In the "good old days", Gas had a reputation as being "only a back end to gcc" and "not fit for human consumption". It was true, I think, but Gas has improved a *lot* since then. The ".intel_syntax" switch wasn't added for gcc's convenience! Somebody's thinking about us humans. I still find Gas fairly cryptic, but I haven't spent much time with it. You're fortunate to have choices... Nasm (which won't do 64-bit), Fasm, Yasm, HLA (also 32-bit only, currently)... I think you'll find a "first date" with any of 'em somewhat... awkward. Give Gas a little more time, and if it still isn't satisfying you by the third or fourth "date", move on to something else...
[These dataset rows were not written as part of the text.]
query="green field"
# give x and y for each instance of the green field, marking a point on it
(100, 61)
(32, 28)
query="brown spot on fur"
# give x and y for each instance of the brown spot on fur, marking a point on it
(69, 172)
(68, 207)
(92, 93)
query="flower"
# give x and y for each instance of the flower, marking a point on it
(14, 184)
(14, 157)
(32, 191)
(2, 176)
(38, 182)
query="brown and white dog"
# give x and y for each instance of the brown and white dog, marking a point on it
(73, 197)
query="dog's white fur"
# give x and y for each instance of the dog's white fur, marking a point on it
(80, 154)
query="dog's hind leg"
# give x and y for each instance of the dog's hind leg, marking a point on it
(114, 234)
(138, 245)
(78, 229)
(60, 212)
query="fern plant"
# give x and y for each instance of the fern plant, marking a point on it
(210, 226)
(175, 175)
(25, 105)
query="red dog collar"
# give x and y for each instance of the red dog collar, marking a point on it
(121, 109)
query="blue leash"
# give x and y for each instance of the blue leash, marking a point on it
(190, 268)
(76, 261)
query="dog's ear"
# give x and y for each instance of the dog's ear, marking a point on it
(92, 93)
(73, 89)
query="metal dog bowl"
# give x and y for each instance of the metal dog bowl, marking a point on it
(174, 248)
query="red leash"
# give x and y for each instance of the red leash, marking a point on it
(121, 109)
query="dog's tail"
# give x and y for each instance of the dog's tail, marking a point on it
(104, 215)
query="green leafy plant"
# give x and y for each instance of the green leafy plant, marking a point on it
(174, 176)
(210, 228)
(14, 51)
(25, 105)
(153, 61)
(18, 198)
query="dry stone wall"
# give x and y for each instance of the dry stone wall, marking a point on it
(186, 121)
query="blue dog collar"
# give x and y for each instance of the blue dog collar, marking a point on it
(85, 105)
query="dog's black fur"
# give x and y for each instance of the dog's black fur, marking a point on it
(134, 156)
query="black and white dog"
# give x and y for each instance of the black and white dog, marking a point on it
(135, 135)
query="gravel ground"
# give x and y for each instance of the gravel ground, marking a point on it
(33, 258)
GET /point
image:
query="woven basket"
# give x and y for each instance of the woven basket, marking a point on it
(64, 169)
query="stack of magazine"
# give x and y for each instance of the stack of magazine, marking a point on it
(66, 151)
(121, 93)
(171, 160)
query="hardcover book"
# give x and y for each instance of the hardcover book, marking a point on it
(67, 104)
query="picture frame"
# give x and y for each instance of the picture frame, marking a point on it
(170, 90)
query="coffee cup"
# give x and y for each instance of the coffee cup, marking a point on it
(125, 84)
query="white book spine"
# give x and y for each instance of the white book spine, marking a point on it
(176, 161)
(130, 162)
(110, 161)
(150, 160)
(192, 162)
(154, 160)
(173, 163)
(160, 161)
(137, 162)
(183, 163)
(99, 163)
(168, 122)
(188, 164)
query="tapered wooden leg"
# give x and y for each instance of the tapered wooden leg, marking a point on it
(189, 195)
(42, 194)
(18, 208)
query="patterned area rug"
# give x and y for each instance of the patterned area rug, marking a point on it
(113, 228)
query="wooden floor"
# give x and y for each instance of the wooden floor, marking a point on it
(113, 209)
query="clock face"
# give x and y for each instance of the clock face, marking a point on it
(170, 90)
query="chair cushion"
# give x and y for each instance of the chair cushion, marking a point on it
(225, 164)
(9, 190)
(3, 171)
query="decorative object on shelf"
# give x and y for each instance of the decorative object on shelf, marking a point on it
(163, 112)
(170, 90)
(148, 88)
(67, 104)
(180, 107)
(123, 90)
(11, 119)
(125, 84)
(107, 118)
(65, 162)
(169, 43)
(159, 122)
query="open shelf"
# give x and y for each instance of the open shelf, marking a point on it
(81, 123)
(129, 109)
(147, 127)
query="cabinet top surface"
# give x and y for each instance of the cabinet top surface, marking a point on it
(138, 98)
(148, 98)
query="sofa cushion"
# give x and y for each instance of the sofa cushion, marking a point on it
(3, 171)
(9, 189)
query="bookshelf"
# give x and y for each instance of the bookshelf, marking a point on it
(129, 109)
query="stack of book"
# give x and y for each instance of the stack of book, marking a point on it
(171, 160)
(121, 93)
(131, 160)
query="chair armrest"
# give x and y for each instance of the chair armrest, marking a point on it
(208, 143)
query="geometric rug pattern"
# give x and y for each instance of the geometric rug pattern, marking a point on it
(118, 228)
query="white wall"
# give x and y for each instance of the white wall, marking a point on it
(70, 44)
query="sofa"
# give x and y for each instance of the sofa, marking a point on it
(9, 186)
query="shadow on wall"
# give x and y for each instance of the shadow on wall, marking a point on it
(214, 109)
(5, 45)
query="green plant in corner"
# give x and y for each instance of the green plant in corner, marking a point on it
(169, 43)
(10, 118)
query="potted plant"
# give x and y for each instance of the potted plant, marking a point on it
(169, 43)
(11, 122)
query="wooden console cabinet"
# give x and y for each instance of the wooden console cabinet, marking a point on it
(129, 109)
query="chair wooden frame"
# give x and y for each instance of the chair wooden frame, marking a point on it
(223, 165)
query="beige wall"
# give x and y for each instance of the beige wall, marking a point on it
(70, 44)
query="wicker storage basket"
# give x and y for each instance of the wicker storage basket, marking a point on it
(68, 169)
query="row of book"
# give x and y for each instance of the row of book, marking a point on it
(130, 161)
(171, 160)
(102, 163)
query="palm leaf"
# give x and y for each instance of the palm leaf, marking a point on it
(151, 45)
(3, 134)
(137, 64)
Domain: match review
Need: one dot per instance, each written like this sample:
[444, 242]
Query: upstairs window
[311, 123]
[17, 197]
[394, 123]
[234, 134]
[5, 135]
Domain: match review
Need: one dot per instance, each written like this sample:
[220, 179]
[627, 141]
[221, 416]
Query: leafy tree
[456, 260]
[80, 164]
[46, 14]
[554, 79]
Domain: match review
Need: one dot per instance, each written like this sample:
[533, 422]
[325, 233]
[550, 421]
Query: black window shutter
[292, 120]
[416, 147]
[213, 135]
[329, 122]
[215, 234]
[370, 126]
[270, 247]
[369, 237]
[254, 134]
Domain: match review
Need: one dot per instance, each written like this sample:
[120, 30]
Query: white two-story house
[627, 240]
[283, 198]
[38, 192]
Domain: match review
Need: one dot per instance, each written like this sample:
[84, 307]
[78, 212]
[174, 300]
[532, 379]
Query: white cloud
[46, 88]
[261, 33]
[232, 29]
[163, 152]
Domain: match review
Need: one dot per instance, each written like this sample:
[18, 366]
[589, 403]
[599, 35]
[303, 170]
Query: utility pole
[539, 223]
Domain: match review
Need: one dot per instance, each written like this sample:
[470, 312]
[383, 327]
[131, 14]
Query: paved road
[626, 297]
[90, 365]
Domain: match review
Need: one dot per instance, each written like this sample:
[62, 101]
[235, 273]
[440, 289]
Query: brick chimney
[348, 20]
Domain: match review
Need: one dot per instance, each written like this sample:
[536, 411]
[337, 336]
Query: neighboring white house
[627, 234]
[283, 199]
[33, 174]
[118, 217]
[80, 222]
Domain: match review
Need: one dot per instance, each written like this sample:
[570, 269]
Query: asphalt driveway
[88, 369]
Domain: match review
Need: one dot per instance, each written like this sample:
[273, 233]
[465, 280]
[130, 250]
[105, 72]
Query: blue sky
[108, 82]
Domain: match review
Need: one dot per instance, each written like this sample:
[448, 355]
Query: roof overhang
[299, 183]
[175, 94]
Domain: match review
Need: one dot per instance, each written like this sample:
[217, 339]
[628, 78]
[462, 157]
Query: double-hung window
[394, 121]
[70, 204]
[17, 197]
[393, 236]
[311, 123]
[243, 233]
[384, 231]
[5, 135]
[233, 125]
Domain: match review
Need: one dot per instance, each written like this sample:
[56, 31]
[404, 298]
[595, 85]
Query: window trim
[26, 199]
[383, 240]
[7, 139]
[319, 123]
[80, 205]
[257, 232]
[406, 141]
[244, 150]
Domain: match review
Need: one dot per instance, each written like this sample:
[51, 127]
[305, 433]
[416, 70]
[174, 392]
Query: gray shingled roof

I've been trying the other way round, which is, I get the begining of
the first environment variable, and then start looking in reverse
order till I find the first "/", then I'd have binary name, as well
as current working directory, all in one go.
I'm not sure this will work as you intend. In dos, when we find the "program name" (after the environment variables, in another segment), it's the "full path name". In Linux, what I'm seeing is exactly what I've typed. Generally, just "myprog" (since I've got "." on my path - as long as I'm not root). Might be "./myprog" or "../../myprog" or "/home/myname/programs/test/gas/myprog"... Appending "myprog" to the current working directory isn't always going to give the result we want.
Now that Sevag reminds me... we had a similar conversation, and he came up with the process of: finding our PID, looking in the "proc" directory for what we *know* is a link to "us", then using the "readlink" syscall to return our "true name" - including full path. This works very well... if that's what we need. If we've got "mylink", a link to "myprog", this will return the full path to "myprog", even if we started it with "mylink". We could then compare that with what is says in "argv[0]". Seems rather convoluted, just to see if we were started as a link or not. Doing "stat" on what we find in "argv[0]" would tell us if it's a symbolic link or not. If "myprog" is in one of the paths in the PATH environment variable, that won't work, we'd have to do something like the "which" command - append "myprog" to each of the paths in PATH, until we find it, then "stat" that...
We may need to re-specify exactly what we're trying to do here.
I've tried all the possible ways one could imagine.
Oh, ye of limited imagination... :)
Pure heuristic,
none of them
worked, from cmp*, comps*, using rep, using test, etc, etc.
Surprissingly, I get
some decent result with sub. I've uploaded the source:
http://es.geocities.com/ucho_trabajo/asm/test.s.txt
Well, let's have a look, it isn't too long...
..section .data
# .equ slash, 0x2f
#slash: .ascii "/"
#slash: .ascix "/"
slash: .byte 0x2f
..section .bss
.lcomm cwd_len, 4 # used to store pwd's len
.lcomm bin_len, 4 # used to store binary's name lenght
.lcomm addr, 4 # aux, for testing
.section .text
..globl _start
_start:
nop # let gdb stop in here if needed
movl %esp, %ebp # save stack pointer, just in case
movl 4(%esp), %eax # give eax argv[0]'s value
xorl $1, %ebx # set ebx to one
This just toggles bit 0 - won't "set it to one" unless it's already zero - which it is, in this case (depending on kernel, I think!), so you're okay.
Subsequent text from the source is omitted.